La motivazione del Tribunale, che non fa riferimento alla presunzione relativa operante ai sensi dell’art. 275, comma 3, cod. proc. pen., è affatto carente o illogica e le deduzioni difensive si risolvono, al confronto delle illustrate argomentazioni, nella richiesta di una diversa valutazione degli elementi esaminati dal giudice di merito, senza realmente specificare gli aspetti di criticità dei passaggi giustificativi della decisione, cioè, omettendo di confrontarsi realmente con la motivazione dell’ordinanza impugnata che ha valorizzato concreti elementi di fatto esprimendo un motivato giudizio sulla personalità dell’indagato e sui tratti violenti che la connotano ritenuti altamente sintomatici del pericolo di reiterazione di gravi reati della stessa natura di quelli per i quali si procede, pericolo che può essere adeguatamente tutelato solo con la misura di massimo rigore.
Alla declaratoria di inammissibilità consegue la condanna del ricorrente al pagamento delle spese del procedimento ed a quella di una somma in favore della Cassa delle ammende, che si stima equo fissare nella misura indicata in dispositivo.

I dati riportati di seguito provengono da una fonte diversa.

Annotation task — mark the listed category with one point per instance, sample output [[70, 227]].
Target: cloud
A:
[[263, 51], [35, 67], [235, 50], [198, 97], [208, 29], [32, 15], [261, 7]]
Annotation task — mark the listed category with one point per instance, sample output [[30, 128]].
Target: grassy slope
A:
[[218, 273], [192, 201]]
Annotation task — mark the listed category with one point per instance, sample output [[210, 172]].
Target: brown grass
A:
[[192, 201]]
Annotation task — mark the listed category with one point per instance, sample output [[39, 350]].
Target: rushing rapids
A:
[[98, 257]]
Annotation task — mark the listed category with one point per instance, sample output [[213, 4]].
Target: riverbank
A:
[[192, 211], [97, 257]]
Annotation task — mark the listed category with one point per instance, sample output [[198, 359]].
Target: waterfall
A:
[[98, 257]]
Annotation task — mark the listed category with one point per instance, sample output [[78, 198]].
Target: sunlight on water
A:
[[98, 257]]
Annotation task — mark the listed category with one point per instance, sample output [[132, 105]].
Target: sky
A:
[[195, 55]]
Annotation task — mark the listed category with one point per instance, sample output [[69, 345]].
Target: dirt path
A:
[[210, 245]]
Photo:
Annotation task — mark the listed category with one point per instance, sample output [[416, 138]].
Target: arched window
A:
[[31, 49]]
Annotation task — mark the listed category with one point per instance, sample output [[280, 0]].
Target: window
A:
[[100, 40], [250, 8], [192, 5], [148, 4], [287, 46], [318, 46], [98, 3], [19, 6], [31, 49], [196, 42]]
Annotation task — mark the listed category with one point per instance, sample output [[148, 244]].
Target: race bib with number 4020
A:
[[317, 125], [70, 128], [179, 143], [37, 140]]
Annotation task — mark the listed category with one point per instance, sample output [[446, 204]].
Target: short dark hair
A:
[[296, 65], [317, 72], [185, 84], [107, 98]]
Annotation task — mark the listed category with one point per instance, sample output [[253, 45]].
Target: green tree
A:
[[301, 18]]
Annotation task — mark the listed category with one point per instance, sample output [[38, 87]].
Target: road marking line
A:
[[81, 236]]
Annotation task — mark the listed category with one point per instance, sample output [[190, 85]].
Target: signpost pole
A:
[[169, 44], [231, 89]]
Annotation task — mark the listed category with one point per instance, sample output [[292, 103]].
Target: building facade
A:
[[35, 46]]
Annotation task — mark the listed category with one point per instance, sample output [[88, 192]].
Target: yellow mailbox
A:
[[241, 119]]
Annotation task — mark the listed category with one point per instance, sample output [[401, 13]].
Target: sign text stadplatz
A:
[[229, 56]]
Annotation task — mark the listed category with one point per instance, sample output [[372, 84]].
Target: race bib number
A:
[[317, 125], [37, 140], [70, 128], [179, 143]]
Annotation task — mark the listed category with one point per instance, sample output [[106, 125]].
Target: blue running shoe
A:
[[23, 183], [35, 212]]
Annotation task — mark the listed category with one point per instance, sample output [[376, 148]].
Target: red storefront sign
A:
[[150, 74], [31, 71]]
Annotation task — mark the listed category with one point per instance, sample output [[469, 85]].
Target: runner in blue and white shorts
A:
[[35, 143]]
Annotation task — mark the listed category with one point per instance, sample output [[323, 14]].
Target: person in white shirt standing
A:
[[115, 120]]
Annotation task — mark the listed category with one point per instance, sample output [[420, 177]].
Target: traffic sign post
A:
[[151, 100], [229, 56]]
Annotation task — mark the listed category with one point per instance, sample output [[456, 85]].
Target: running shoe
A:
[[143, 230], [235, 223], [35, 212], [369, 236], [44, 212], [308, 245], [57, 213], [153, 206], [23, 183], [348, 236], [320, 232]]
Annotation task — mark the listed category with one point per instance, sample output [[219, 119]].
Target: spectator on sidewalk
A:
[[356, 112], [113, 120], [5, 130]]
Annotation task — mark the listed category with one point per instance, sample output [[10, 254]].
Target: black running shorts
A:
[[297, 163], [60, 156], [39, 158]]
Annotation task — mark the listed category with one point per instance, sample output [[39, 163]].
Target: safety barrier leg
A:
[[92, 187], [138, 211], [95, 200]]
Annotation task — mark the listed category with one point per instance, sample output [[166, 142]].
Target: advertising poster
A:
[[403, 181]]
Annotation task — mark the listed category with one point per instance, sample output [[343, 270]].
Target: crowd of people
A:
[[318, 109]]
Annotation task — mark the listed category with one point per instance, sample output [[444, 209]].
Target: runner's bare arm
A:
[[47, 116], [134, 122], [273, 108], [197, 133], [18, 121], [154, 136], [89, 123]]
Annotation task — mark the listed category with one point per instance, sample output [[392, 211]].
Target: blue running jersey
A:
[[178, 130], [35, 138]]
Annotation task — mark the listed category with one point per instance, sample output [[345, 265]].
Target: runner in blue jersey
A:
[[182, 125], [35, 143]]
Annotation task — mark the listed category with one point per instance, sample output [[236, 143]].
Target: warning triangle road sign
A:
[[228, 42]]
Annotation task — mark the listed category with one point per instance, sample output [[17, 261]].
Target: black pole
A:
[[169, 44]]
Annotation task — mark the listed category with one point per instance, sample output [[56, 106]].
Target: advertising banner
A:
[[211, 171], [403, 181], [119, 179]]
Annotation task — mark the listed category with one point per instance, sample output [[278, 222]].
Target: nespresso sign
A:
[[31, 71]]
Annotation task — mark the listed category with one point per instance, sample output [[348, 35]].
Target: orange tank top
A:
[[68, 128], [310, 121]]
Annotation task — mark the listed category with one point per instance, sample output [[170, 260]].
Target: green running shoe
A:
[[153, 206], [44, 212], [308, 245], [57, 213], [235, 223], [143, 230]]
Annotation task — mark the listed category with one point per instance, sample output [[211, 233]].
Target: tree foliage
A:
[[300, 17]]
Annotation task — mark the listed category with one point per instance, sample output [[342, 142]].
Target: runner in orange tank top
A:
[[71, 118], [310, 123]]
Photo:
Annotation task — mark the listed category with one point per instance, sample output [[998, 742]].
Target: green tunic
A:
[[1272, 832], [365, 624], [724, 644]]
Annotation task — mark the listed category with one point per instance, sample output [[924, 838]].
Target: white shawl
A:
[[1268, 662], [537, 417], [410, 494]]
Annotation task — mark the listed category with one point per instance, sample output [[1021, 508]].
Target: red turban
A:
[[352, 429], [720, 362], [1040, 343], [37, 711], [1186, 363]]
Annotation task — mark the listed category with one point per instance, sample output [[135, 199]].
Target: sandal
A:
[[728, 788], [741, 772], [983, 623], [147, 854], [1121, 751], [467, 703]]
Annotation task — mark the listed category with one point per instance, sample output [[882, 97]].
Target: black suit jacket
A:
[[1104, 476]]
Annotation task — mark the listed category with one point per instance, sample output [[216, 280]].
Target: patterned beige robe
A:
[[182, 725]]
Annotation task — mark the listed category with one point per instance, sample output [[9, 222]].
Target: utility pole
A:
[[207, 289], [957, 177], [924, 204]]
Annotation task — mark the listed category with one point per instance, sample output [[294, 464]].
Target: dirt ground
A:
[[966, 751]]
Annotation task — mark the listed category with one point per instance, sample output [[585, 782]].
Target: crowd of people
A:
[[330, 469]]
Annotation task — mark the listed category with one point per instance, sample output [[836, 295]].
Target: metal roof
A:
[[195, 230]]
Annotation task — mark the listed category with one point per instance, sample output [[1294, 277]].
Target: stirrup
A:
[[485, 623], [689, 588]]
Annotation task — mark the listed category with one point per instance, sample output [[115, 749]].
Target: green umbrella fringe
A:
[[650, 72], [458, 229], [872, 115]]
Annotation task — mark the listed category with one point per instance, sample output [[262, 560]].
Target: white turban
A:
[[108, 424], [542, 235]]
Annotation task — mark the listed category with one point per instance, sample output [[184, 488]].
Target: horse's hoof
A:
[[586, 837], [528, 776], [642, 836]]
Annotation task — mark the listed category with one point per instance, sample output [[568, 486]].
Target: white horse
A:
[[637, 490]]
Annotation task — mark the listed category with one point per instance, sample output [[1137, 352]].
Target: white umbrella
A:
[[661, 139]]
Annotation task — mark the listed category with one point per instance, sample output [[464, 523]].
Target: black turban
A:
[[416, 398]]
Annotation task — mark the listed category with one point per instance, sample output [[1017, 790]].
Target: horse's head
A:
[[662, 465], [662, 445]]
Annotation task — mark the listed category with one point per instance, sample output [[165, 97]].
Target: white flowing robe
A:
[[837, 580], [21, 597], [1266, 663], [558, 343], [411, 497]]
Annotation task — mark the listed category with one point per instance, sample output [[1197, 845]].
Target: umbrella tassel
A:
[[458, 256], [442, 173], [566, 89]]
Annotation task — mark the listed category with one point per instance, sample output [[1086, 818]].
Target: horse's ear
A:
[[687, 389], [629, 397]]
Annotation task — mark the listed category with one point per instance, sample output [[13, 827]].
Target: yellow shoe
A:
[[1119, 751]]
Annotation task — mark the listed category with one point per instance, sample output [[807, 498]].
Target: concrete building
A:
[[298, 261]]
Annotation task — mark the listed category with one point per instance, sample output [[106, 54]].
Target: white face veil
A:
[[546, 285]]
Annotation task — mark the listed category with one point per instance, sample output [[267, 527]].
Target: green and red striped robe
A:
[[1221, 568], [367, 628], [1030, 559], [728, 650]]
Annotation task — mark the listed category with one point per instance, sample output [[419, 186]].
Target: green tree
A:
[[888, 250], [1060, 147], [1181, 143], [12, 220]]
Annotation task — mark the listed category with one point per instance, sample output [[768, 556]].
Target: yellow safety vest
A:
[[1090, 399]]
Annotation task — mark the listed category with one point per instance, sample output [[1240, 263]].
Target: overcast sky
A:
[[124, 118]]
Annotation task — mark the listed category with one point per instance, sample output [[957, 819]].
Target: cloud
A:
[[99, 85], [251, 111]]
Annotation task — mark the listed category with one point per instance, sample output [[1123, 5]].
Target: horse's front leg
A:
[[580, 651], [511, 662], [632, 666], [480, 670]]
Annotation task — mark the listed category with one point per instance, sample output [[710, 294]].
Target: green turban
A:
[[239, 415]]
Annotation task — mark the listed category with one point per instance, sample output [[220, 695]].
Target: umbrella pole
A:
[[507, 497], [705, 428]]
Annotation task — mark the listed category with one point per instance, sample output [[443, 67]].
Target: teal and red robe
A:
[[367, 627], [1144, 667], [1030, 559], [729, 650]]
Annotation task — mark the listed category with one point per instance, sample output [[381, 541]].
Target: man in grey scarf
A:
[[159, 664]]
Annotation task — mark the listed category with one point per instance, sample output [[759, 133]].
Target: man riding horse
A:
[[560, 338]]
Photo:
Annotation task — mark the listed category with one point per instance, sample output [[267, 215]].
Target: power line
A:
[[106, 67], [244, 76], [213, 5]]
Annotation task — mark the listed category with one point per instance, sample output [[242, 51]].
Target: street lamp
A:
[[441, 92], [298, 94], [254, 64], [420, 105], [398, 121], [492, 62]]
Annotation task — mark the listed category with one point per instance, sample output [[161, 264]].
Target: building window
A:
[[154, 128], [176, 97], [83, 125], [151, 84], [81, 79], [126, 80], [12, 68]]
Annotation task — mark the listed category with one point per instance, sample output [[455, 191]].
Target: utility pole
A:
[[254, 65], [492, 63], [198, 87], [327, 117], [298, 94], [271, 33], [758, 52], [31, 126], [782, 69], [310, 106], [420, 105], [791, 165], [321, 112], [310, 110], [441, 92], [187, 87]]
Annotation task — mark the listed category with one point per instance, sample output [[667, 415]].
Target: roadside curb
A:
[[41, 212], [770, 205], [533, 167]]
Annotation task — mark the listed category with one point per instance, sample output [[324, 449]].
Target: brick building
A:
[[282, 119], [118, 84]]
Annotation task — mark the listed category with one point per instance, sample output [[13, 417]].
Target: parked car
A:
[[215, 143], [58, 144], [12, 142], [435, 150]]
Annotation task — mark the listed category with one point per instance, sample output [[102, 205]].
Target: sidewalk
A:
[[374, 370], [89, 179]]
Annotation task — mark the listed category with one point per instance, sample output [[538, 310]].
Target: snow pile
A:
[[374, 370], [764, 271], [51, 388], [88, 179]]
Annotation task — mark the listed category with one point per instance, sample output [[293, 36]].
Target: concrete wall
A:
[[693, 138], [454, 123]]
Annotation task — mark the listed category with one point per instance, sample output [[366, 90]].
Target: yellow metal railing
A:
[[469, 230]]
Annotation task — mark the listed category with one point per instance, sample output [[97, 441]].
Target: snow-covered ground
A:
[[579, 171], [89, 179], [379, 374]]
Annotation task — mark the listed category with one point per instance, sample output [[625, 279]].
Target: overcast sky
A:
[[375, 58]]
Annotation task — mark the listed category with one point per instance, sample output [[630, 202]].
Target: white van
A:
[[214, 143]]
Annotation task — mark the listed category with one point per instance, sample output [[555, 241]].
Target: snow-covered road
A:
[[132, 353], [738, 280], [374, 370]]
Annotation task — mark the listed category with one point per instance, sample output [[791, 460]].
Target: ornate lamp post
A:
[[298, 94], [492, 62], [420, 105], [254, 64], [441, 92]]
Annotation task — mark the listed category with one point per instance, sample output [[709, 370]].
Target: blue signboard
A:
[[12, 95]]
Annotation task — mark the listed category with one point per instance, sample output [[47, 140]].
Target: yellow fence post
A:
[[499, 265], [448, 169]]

Alla cancelleria vanno demandati gli adempimenti indicati in dispositivo.
Dichiara inammissibile il ricorso e condanna il ricorrente al pagamento delle spese processuali e della somma di euro tremila in favore della cassa delle ammende. Manda alla cancelleria per gli adempimenti di cui all’art.94, comma Iter, disp. att. cod. proc. pen.